Yukarıda bahsettiğim özelliklerin hepsine sahip ekonomik kent oteli şimdiye kadar görmedim. Şık otellerin personelleri güler yüzlü olmayabiliyor, lezzetli kahvaltısı olan otellerin yatakları sert olabiliyor, duş alması keyifli otellerin odası tozlu olabiliyor. Yani her güzelin bir kusuru maalesef oluyor. Ama bir gün müdavimi olduğum otellerin belirttiğim eksikleri görüp beni şaşırtacaklarına eminim.  

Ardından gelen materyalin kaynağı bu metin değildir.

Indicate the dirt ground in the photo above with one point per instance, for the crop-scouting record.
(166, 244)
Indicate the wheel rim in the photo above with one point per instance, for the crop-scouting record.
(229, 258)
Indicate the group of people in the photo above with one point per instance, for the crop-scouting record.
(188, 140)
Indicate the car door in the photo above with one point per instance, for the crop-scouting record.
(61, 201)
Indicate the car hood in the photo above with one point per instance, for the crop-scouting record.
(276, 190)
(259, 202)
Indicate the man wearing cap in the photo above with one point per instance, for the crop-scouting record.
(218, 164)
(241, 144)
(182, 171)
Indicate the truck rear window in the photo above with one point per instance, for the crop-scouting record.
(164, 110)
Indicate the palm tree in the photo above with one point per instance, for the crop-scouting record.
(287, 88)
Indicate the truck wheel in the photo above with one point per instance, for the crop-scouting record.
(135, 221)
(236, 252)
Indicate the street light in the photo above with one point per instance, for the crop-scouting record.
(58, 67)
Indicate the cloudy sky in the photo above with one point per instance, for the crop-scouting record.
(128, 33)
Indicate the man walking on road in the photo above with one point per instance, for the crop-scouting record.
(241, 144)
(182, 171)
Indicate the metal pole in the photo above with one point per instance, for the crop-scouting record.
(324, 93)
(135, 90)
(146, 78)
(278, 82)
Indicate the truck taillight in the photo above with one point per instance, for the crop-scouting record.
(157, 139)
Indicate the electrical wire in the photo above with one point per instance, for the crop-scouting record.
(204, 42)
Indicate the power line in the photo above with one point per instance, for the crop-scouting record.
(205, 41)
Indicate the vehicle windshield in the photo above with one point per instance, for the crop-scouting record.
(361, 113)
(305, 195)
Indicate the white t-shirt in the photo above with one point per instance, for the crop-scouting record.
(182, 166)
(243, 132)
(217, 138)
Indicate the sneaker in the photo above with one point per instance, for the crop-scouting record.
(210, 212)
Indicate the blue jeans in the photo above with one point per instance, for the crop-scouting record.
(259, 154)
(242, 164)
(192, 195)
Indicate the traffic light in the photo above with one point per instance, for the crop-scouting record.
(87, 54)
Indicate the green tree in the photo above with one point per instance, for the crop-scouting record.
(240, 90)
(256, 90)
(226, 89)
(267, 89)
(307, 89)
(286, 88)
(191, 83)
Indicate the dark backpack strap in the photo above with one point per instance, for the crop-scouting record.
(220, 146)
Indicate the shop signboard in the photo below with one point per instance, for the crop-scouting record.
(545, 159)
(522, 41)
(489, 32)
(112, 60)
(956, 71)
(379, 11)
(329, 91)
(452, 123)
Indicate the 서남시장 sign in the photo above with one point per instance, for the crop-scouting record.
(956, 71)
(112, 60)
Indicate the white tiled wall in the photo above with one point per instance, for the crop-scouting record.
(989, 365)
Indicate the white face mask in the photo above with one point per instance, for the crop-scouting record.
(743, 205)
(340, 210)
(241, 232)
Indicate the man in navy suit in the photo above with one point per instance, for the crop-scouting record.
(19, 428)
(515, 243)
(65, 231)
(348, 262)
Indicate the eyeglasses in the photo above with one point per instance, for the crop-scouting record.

İş amaçlı seyahatler her geçen gün artıyor. Ekonomik kent otelleri, iş seyahati yapan insanları çekebilmek ve onları daimi müşterileri haline getirmek istiyorlarsa yukarıda yazdıklarıma kulak vermelerini öneririm. Aslında en doğrusu otel sahiplerinin rakiplerinde (diğer otellerde) birer gün kalarak deneyim yaşamalarıdır. (Özellikle kendilerinden bir üst konumlandırmaya sahip Anemon ve Ramada otellerini ziyaret etmelerini tavsiye ederim.) Böylece neyi doğru, neyi eksik, neyi fazla yaptıklarını kendileri görebilirler.